Please note that with even the basic, simplified CT rules on wounding and recovery, if two stats are reduced to zero [777>bang> 070], the PC is unconscious and without Medical-3 care recovery is not possible. Auto pistols are capable of inflicting this level of damage, so treat the big guns with respect.  With the advanced medical rules detailed in JTAS 11, we get the deterioration rule which ticks off additional wound points if aid is not rendered pronto. So the advice to sneak and run is well worth heeding.


  1. As I understand it, the question of Game Balance in D&D is not just about characters having encounters which they have a chance to defeat but also about characters relative to other characters. Because while D&D has levels and claims that different characters of the same level are comparably effective, that is largely not the case. Classes may in some cases either effective or useless in nearly all situations, or may vary greatly depending on the type of challenge. When you combine that with a level system wherein high level characters can survive situations that are certain to kill lower level ones, or can trivially kill enemies that their lower level counterparts are outclassed by, That mix of massive power inflation and massive power disparities among D&D characters means that the game needs some reasonably objective measure of power.

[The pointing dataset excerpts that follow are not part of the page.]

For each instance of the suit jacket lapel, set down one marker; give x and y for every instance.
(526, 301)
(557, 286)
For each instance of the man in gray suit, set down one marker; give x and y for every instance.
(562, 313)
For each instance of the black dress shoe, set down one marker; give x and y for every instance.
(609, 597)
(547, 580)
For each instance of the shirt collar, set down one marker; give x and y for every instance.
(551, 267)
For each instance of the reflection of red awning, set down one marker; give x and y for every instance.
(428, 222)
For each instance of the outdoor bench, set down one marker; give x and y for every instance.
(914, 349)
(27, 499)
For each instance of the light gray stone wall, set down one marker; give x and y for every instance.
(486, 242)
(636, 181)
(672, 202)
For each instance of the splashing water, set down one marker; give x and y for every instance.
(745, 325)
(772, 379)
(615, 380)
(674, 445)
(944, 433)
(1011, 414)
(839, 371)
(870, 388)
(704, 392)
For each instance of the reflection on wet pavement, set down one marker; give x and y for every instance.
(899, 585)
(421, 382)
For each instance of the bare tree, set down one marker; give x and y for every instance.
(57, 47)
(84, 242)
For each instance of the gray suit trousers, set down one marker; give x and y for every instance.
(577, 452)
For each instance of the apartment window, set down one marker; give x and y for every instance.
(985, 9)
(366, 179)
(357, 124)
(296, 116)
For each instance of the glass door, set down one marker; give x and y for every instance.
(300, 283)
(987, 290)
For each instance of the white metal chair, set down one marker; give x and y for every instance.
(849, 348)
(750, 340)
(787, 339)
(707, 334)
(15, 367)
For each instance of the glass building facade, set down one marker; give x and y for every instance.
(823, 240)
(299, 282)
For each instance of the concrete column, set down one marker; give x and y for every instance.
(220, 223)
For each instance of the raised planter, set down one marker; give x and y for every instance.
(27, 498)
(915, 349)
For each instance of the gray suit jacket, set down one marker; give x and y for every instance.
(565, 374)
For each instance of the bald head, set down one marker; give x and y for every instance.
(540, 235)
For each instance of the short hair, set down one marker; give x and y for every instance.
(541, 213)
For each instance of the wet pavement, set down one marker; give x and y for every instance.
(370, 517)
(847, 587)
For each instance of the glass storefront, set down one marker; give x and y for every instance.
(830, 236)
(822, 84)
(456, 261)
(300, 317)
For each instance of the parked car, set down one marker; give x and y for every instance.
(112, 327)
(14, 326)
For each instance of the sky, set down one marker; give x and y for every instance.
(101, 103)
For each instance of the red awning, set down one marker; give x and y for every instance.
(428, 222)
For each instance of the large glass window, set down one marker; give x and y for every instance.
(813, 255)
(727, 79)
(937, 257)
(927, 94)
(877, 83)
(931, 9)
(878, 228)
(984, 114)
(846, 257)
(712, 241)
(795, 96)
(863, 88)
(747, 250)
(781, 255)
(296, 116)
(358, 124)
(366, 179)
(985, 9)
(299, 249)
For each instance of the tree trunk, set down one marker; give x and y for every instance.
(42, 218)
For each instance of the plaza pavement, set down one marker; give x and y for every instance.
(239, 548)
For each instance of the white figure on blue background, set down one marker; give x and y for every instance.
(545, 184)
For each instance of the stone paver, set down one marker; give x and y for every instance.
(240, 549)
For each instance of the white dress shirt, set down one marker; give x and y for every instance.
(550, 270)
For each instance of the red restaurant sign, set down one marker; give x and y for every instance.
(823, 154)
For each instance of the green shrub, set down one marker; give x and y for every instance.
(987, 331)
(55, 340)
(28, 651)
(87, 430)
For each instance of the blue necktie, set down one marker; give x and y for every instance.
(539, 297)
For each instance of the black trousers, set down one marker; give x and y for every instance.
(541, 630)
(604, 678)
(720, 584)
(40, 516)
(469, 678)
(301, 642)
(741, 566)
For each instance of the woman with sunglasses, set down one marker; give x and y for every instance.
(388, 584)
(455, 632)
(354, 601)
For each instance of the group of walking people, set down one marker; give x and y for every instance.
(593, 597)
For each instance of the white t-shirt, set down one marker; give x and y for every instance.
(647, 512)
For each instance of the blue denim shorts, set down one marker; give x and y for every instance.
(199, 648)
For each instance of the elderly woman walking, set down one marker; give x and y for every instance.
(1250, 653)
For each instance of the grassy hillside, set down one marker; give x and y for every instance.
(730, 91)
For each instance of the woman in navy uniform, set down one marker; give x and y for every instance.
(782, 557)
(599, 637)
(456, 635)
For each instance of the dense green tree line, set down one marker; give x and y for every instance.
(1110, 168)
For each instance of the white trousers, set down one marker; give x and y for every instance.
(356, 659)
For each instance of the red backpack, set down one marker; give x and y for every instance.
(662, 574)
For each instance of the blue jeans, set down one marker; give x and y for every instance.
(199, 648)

    A legitimate comparison in Traveller would be devising a challenge for a group where some characters had battle dress, grav belts, and PGMPs; others had flak jackets and shotguns; and some had revolvers and a large suite of psionic powers. And those are abilities that they have because of the character they are rather than the equipment they have. Also, high level ones can survive several shots with a PGMP-14, regardless of whether they're in armour or not.

  2. I agree 100% This meshes well with my opinion about death and lethality in old-school RPGs, such as here:

  3. Yep. I'd add, though, that the various adventure seeds in 76 Patrons were categorized by how many people were in the adventuring party (and in a few cases further qualified by required skills), and Mercenary-style Tickets were similarly classed by size of the mercenary group.

    I'd further add that the Traveller rules presume that the Referee knows what characters their players have, and that any necessary adjustments can be done by the Referee to suit the particular situation. Not a lot of that is needed, in my opinion, because in the end it all comes down to cleverness and determination, not so much to numbers on the page.